La vita
Formatosi nell'ultima fase del Romanticismo, la sua lunga carriera lo porta a raggiungere la piena maturità artistica nel primo Novecento, un'epoca di avanguardie in cui convivono l'estetismo del Decadentismo, le suggestioni del Simbolismo e la rottura radicale del Futurismo.
Arturo Buzzi-Peccia nacque a Milano nel 1854. Dopo la formazione musicale, si dedicò principalmente alla composizione di romanze da salotto e di brani vocali che conobbero grande fortuna tra Ottocento e Novecento. Le sue opere si distinsero per la vena melodica, la sensibilità lirica e la capacità di adattarsi ai gusti del pubblico internazionale.

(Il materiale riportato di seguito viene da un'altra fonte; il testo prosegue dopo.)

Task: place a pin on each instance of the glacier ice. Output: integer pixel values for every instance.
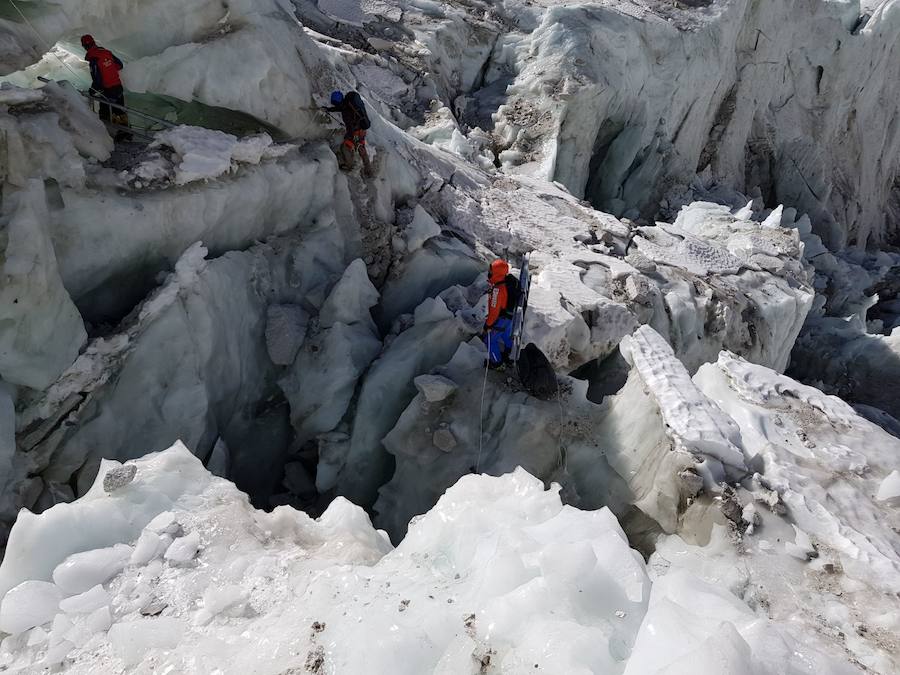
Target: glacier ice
(472, 584)
(312, 336)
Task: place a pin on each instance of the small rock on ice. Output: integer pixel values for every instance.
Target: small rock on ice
(434, 387)
(889, 490)
(164, 523)
(30, 604)
(444, 440)
(119, 477)
(183, 549)
(81, 571)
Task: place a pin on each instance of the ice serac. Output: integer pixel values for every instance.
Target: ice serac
(199, 396)
(645, 452)
(359, 467)
(804, 536)
(696, 425)
(642, 97)
(499, 574)
(322, 379)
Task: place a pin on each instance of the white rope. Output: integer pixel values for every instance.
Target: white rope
(563, 459)
(46, 44)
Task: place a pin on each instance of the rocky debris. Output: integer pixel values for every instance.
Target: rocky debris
(435, 388)
(119, 477)
(444, 439)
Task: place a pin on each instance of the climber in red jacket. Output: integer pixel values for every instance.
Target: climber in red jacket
(106, 84)
(504, 294)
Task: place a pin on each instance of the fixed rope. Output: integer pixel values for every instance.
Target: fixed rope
(487, 363)
(46, 44)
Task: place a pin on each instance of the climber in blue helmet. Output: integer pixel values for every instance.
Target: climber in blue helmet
(356, 122)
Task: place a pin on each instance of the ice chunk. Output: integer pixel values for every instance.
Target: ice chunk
(148, 546)
(118, 477)
(285, 331)
(696, 424)
(207, 153)
(164, 523)
(87, 602)
(351, 298)
(57, 653)
(132, 639)
(99, 620)
(30, 604)
(183, 549)
(37, 636)
(217, 599)
(434, 387)
(12, 95)
(421, 229)
(219, 463)
(81, 571)
(890, 487)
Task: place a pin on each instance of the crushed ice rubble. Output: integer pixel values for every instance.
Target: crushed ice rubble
(768, 511)
(169, 567)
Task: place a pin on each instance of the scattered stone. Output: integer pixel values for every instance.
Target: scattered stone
(444, 440)
(315, 660)
(119, 477)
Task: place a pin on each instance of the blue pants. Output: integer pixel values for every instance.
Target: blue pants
(498, 339)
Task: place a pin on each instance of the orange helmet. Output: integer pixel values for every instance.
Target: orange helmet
(499, 270)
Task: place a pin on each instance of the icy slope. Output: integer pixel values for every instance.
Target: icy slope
(793, 99)
(813, 536)
(179, 572)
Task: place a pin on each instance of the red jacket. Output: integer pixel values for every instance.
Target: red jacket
(105, 68)
(498, 300)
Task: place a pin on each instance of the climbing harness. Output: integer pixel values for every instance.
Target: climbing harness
(487, 363)
(519, 313)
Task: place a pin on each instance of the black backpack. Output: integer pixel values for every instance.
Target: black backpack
(513, 292)
(536, 373)
(354, 100)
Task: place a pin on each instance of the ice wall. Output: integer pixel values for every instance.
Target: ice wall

Trasferitosi a New York, si affermò come insegnante di canto molto ricercato. Nella metropoli americana entrò in contatto con celebri cantanti e contribuì alla formazione di numerosi interpreti di successo. La sua figura divenne così un ponte tra la tradizione musicale italiana e il mondo anglosassone.
Morì a New York nel 1946, lasciando un ricordo di musicista capace di conciliare eleganza italiana e spirito cosmopolita.
Aneddoto
Il maestro degli americani
Negli ambienti musicali di New York era noto che i cantanti desiderosi di perfezionare la dizione e lo stile italiani si rivolgevano a Buzzi-Peccia, che accoglieva gli allievi con calore e disciplina.Le opere
Compose numerose romanze da camera, tra cui Malìa, che ebbe grande popolarità e rimase a lungo nel repertorio di celebri cantanti lirici. Altri brani, caratterizzati da linee vocali cantabili e accompagnamenti raffinati, furono eseguiti in Europa e negli Stati Uniti.
Il suo catalogo, sebbene legato soprattutto alla romanza da salotto, mostra un gusto melodico che conquistò il pubblico e contribuì a mantenere viva la tradizione vocale italiana anche oltreoceano.